15:01 September 7, 2011 by Opinionfool
Sweden should have looked to the example of England, especially Thatcher's privatisation of public services, then run in the opposite direction away from any such stupidity. As an Englishman one of the aspects of Swedish culture that I love (and long to see here instilled in my homeland) is the social responsibility ethic; not the "me me me" of English politics but the "us and them" that makes Sweden great.
15:53 September 7, 2011 by StockholmSam
A related topic I find interesting is the privatization of the pharmacy industry. I was really looking forward to greater selection and better prices, but neither have materialized.
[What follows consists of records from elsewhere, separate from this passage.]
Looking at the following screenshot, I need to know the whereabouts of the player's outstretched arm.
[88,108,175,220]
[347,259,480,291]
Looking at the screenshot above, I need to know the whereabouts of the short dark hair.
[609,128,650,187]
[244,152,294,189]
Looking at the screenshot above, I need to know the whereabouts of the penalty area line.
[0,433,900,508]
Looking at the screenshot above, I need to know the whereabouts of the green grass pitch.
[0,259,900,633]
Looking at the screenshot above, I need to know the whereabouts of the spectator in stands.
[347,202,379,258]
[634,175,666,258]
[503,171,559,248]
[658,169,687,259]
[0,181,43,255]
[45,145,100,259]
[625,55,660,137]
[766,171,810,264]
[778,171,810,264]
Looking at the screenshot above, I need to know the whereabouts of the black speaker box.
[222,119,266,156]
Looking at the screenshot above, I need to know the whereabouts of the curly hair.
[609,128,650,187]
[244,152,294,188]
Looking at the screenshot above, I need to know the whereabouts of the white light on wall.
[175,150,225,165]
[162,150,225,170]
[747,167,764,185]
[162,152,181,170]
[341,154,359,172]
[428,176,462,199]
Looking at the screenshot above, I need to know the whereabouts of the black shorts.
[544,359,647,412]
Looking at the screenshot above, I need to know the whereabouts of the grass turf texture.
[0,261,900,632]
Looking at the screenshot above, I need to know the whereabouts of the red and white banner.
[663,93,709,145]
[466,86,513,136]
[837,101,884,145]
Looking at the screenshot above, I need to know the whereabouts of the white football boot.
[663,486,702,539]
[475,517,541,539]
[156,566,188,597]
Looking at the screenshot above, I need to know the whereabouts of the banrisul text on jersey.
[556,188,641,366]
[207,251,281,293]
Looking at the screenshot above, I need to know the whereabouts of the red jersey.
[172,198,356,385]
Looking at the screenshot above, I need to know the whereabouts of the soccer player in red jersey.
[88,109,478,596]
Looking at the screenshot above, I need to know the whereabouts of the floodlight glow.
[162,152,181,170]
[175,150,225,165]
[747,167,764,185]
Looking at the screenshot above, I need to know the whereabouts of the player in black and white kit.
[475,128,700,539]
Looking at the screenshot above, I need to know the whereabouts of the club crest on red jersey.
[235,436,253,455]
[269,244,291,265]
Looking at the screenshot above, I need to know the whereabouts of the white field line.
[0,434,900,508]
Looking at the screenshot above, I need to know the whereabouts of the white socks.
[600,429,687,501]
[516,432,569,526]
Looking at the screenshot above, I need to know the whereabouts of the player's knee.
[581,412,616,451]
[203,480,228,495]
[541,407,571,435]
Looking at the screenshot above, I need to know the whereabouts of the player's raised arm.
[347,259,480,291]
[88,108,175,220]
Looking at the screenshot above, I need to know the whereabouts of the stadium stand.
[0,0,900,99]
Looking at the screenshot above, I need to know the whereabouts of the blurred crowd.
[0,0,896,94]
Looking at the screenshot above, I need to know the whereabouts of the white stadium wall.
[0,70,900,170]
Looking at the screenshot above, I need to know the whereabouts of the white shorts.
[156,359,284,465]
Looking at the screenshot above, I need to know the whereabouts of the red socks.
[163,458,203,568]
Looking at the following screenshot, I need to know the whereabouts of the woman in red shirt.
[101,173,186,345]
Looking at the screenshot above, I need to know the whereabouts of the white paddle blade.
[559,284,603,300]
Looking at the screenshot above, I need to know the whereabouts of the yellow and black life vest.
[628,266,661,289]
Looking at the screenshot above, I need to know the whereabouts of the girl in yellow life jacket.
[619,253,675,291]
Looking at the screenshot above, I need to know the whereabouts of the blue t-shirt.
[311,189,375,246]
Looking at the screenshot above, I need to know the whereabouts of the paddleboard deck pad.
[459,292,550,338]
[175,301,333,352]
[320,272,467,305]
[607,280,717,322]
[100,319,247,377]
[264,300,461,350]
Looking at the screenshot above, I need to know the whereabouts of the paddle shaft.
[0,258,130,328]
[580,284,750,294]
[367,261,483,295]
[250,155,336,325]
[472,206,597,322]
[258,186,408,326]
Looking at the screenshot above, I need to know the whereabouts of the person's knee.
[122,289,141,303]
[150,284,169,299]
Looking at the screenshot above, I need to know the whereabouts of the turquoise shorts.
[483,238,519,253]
Heck, even Boots entered the market with much fanfare but when I visited the Boots in Hornstull, I found it filled with the exact same products (at the same prices) as the Doc Morris across the street and the Apoteket next door. Really sad statement on Swedish culture that they cannot gain diversity. Look at their cafés...all the same chocolate balls and dry cinnamon buns no matter which one you choose.
16:11 September 7, 2011 by engagebrain
Some things like energy, water and railways are too important to allow the privte sector to bugger them - as Opinionfool says look at the UK - profits galore, obscene executive salaries but prices are higher and services deteriorate.

Privatisation is even worse than state control - a least you can vote the politicians out.
17:01 September 7, 2011 by Addendum
The best care I've received has come from private doctors outside of Sweden. In Sweden, you're left to die and told to leave the country. Medical dictatorship.
17:14 September 7, 2011 by Grokh
if by efficiency you mean people going in for a check up and waking up without boobs or a nut, and proffit up then sure
18:07 September 7, 2011 by Brtahan
And ofcourse this research is funded by the ruling party who want sell most of the govt sector , so that the rich can put whatever price they want! and the middle class and the poor gets screwed! what happens with privatization , wages drop so that the rich gets richer ,price sky rocket , same reasons.
19:18 September 7, 2011 by B*tchslap
Um, Brtahan, somehow I don't think this study was funded by the ruling party. If you actually read the article, you get the sense that privatization has not worked as promised.
21:47 September 7, 2011 by Brtahan
Haha ,this happens when i read the comments instead of the article, but the point of privatization is still the same, making things private is like making greed take over control. Money will be first in all situations.